One future may be: our lives never resume the way they have been, yet, by focusing on our good fortune in health and interests, we progressively find a sort of enlightenment in connecting to our families, teaching and learning new skills. Or we could begin to read again or listen to old records. We invent a better way. Perhaps our patience is maxed to the limit, and we want to crawl out of our anxious skin and into the old ways. So we go way back. We bring Grandma’s old Singer sewing machine down from the attic and introduce our children to sewing. We reminisce about how Granny's hands looked threading a needle. Or we slip on a pair of gloves, and using fine steel wool on our old tools, we remember our father’s care of his. We pick up a quill pen, dip it into an ink bottle and write some letters, and then maybe dripping hot wax on the back of an envelope for the first time in thirty years. We indulge in sweet futures, that may never look the same, but bring us home again.
Whenever I find myself weary of change I’m not comfortable with, I take a walk to the top of a hill. The steeper the hill, the harder to hold any negative thoughts I held on to before. The uncomfortable fades away and I’m left in a kind of abyss of “Maybe I can do this.” I’m not always sure of the way, but I know movement is eminent. I credit this change to being in nature and letting the sounds and smells and sunlight through the trees, speak to me. I believe this helps me design, create new products but most of the time, I’m freed up to take on a new adventure. If I have to go back to a grind I’ve been stuck in, I bring a branch of leaves and berries into my house and hang them on the wall. I mix up my environment by moving furniture or straightening up. I bring a bonsai tree in the house to remind me what my walk gave me in spirit. Then slowly but surely, instead of escaping the undesirable, I get through it and on the other side I find a contentment with even the grind itself.

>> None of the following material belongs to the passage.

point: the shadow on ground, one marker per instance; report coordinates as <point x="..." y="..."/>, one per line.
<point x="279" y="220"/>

So how can I use this today, when I’m tired of staying at home? When I miss my galleries and museums, and... I’m sorry but the virtual thing has it’s limits. I need to see the oil build-up on the art canvas. Monitor images just don't provide this! I want to watch the chefs preparing meals in a restaurant or see the bustle of people in the streets. How can I use my quiet hill top hikes, when my heart aches for connection?

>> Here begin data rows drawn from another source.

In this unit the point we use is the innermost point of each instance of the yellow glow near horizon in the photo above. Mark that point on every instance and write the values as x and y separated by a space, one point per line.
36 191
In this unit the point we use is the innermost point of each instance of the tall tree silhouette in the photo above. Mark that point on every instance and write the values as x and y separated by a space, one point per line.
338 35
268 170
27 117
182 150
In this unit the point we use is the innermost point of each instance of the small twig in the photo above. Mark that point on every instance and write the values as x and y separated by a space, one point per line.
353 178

I notice that each time I look for inspiration in nature surroundings, I'm not distracted with voices from the outside world. I can only hear the subtle tapping in my psyche for yet another expression or another idea or perspective I've yet to see. I look towards how to press leaves, or how to write a poem. If writing is what I do today, and sewing tomorrow and hiking the day after….then let that be my connection. Let nature show me the way.

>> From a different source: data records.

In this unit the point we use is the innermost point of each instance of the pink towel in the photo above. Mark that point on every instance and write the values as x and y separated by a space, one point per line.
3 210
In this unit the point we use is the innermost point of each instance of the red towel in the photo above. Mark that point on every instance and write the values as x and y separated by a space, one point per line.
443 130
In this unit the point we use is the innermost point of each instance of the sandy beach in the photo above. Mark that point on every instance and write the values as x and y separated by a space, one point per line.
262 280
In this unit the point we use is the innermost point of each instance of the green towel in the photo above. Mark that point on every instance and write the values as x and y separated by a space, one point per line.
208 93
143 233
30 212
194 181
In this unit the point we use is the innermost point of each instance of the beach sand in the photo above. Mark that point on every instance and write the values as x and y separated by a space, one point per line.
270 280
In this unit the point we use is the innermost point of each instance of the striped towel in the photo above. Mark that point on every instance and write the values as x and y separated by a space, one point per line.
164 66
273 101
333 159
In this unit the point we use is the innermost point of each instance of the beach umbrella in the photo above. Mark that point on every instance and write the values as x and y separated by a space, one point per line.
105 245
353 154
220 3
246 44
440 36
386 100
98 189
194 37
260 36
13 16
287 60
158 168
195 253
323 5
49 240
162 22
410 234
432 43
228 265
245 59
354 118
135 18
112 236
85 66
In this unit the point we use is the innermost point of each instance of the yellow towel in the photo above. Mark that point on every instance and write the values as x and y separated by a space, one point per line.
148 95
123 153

Welcome to my life inside of crepe paper flowers, up-cycled fibers, restoration of just about anything I find where new life can be born to an object. I insist on having fun with whatever I find. To explain how ideas come to me....try this: take a multi faceted approach. If you have one idea, try another centered around the same set of conditions or materials. After three or four ideas, stretch your imagination even more. Along the way, possibly two or three ways or maybe only one, will give you an ah-ha moment. You can feel: "This has potential." For me, this method jells my creative ideas into a series of possibilities. Then I simplify, simplify, simplify the one idea that holds my interest. Eventually after honing what I've found, and I'm sure you'll discover this too: voila...,we're on our way towards being true re-awakened magicians!